I don’t really understand the security issue here (surely if you can write to /etc via a symlink, you need to have security permisstions to write to /etc directly?) but I’m not a security expert so I’ll leave that assessment to the people who are.

I remember that I would rather use a real hash assuming symlinks are also stored as zip directory entries (with a special attribute). Otherwise the hash-checking/generating part of wheel’s ZipFile subclass would also have to be aware of the pseudo hash.

Flipping the symlink flag changes the content of the wheel, though. So if RECORD is going to record the full contents of the wheel, then it has to include the symlink flag somehow.

1 Like

I believe the security issue is for sudo pip install foo --only-binary=foo to potentially modify things outside of the Python prefix. This is impossible right now, but can be done if the wheel contains a symlink (and the user has already granted write permission with sudo).

Well, that would be specific to pip and making pip capable of validating symlinks to ensure that a written path does not extend past sys.prefix is always a possibility. This can be trivially done with with normalizing resultant paths prior to creating a symlink and comparing it with normalized sys.prefix.

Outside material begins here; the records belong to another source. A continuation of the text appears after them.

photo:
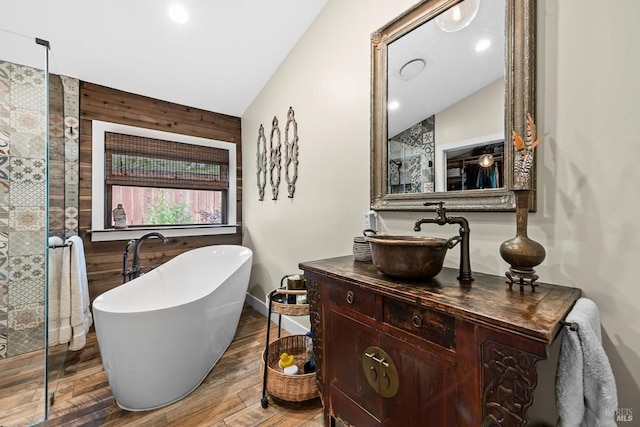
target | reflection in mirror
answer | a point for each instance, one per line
(447, 68)
(450, 79)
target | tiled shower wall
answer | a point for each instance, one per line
(22, 195)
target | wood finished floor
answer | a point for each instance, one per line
(228, 397)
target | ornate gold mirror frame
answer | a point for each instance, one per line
(520, 94)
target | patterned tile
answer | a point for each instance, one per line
(5, 84)
(56, 125)
(71, 150)
(26, 316)
(25, 341)
(27, 121)
(27, 145)
(26, 279)
(26, 218)
(56, 219)
(5, 118)
(4, 293)
(71, 85)
(5, 167)
(27, 96)
(4, 267)
(4, 219)
(56, 171)
(27, 170)
(4, 318)
(3, 345)
(26, 242)
(71, 224)
(56, 148)
(27, 194)
(5, 72)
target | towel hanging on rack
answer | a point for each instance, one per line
(585, 387)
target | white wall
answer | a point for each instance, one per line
(588, 110)
(482, 112)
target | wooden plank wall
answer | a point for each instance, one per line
(104, 259)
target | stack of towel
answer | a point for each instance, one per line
(75, 315)
(585, 387)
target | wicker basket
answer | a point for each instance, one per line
(280, 307)
(292, 388)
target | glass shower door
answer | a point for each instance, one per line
(27, 97)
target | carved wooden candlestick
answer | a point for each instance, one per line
(521, 252)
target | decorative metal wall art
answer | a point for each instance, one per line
(261, 162)
(276, 156)
(291, 153)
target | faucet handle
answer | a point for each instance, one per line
(439, 204)
(441, 210)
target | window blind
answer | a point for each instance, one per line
(139, 161)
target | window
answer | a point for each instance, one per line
(177, 184)
(165, 183)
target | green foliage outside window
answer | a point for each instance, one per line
(162, 211)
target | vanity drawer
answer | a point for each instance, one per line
(425, 323)
(352, 298)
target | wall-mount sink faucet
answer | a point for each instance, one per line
(442, 219)
(135, 246)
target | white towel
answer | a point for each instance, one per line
(64, 335)
(81, 319)
(55, 281)
(75, 315)
(585, 387)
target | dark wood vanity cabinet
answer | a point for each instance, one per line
(396, 353)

I have implemented a drop-in replacement for bdist_wheel called bdist_axle, that records symlinks and provides a mechanism for a post-install hook to deploy those.

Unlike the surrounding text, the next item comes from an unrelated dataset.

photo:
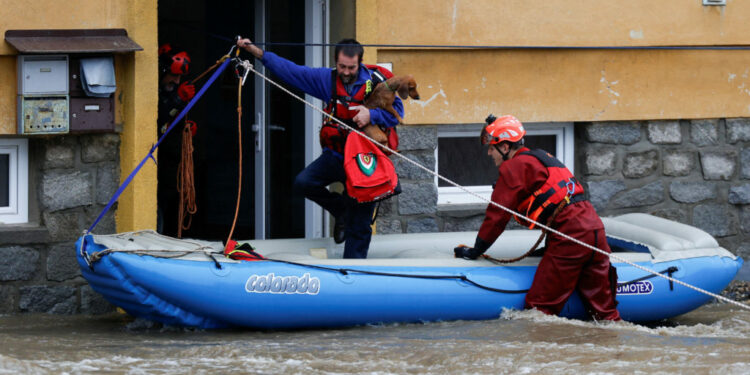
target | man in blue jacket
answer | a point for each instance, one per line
(344, 89)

The generated wheel is fully compliant and installation with regular PIP will suffice. There are limitations and security implications discusses in the Runtime’s README.

Most of the documentation of how this works is in GitHub - karellen/wheel-axle-runtime: Wheel Axle Runtime.

That’s neat. Sorry I haven’t had a chance to look at it myself.

1 Like

Old thread, I know, but thought I should mention that I ran into this issue recently too and even raised an issue for wheel.

It is better avoid using symbolic links in packages. With CMake-build projects like Arrow C++ you can use CMAKE_PLATFORM_NO_VERSIONED_SONAME=ON with the configuration so that only libarrow.so is built.